Compositional Representation of Polymorphic Crystalline Materials
Namkyeong Lee, Heewoong Noh, Gyoung S. Na, Jimeng Sun, Tianfan Fu, Marinka Zitnik, Chanyoung Park
TL;DR
PCRL addresses the challenge of learning material representations from composition when crystal polymorphism causes one composition to map to multiple structures. It introduces a probabilistic composition encoder that models each composition as $p(\tilde{\mathbf{z}}^a|\mathbf{X}^a,\mathbf{A}^a) \sim \mathcal{N}(\mathbf{z}_{\mu}^a,\mathbf{z}_{\sigma}^a)$, with $\mathbf{z}_{\mu}^a=f_{\mu}^a(\mathbf{Z}^a)$ and $\mathbf{z}_{\sigma}^a=f_{\sigma}^a(\mathbf{Z}^a)$, and a structural graph encoder $f^b$ to guide alignment via a soft contrastive loss $\mathcal{L}_{\text{con}}$ and KL regularization $\mathcal{L}_{\text{KL}}$, optimized as $\mathcal{L}_{\text{total}} = \mathcal{L}_{\text{con}} + \beta \cdot \mathcal{L}_{\text{KL}}$. The framework aligns composition representations with their polymorphic structures through sampling and a soft matching probability, enabling transfer to diverse property prediction tasks without requiring explicit structure. Evaluations on 16 datasets—including DFT-derived and experimental targets across Band Gap, Formation Enthalpy, ESTM properties, and Matbench metrics—show that incorporating structural information and polymorphism-uncertainty yields superior, transferable representations, with uncertainties reflecting polymorphic complexity and guiding material discovery. The work demonstrates that universal compositional representations can be learned by jointly leveraging composition and structure while explicitly modeling uncertainty, offering practical impact for data-scarce real-world material discovery. Code is available at the authors’ GitHub, and experiments indicate PCRL’s robustness and applicability across diverse materials domains.
Abstract
Machine learning (ML) has seen promising developments in materials science, yet its efficacy largely depends on detailed crystal structural data, which are often complex and hard to obtain, limiting their applicability in real-world material synthesis processes. An alternative, using compositional descriptors, offers a simpler approach by indicating the elemental ratios of compounds without detailed structural insights. However, accurately representing materials solely with compositional descriptors presents challenges due to polymorphism, where a single composition can correspond to various structural arrangements, creating ambiguities in its representation.
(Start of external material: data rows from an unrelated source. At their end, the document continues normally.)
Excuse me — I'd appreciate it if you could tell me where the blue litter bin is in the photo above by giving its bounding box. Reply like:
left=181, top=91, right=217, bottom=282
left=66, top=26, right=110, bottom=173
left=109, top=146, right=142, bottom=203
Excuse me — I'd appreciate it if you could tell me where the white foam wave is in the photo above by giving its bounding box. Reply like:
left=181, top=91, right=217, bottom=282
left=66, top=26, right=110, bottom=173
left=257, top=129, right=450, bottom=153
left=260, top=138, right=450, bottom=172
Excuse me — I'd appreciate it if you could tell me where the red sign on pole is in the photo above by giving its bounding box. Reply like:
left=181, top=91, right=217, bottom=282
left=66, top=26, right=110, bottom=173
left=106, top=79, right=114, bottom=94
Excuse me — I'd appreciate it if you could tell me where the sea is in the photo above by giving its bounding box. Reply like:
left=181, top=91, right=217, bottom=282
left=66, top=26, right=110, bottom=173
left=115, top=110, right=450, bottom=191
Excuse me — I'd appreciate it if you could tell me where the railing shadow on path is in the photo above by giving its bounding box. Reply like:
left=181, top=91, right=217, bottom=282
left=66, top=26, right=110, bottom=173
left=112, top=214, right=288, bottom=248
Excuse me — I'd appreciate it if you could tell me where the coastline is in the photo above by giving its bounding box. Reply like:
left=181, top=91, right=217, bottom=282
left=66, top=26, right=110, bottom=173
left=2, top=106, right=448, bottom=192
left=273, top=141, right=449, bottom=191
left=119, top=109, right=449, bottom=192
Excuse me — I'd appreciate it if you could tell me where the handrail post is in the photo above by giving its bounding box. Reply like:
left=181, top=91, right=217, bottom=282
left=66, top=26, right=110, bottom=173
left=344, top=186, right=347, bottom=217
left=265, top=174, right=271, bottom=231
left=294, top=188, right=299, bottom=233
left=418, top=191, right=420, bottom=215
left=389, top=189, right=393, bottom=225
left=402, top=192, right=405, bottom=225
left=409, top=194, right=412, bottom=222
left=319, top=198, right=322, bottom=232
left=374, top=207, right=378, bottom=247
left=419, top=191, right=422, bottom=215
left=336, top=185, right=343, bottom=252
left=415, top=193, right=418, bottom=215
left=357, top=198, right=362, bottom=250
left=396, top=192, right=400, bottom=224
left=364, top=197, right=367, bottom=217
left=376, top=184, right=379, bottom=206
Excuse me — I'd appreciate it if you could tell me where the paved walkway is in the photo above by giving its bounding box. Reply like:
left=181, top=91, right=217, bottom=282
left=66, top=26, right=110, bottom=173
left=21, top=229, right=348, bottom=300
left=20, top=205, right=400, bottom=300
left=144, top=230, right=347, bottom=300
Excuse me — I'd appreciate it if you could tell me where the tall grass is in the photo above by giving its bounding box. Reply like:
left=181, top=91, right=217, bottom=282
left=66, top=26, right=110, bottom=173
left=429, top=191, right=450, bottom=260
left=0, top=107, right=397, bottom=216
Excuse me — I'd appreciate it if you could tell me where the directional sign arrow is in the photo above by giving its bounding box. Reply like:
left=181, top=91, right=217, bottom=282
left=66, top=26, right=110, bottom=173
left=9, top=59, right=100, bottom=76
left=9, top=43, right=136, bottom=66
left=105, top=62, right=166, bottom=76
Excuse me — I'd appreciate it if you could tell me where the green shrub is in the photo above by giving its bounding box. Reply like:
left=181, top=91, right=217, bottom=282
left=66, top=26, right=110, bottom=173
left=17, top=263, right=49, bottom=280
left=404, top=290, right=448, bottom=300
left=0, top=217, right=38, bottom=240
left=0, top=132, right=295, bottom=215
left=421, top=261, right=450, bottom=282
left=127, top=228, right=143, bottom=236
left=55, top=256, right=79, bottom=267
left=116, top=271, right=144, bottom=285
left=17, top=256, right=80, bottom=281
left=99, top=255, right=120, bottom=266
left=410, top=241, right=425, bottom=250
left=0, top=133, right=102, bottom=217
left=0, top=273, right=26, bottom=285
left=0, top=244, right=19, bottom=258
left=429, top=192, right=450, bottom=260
To this end, we introduce PCRL, a novel approach that employs probabilistic modeling of composition to capture the diverse polymorphs from available structural information. Extensive evaluations on sixteen datasets demonstrate the effectiveness of PCRL in learning compositional representation, and our analysis highlights its potential applicability of PCRL in material discovery. The source code for PCRL is available at https://github.com/Namkyeong/PCRL.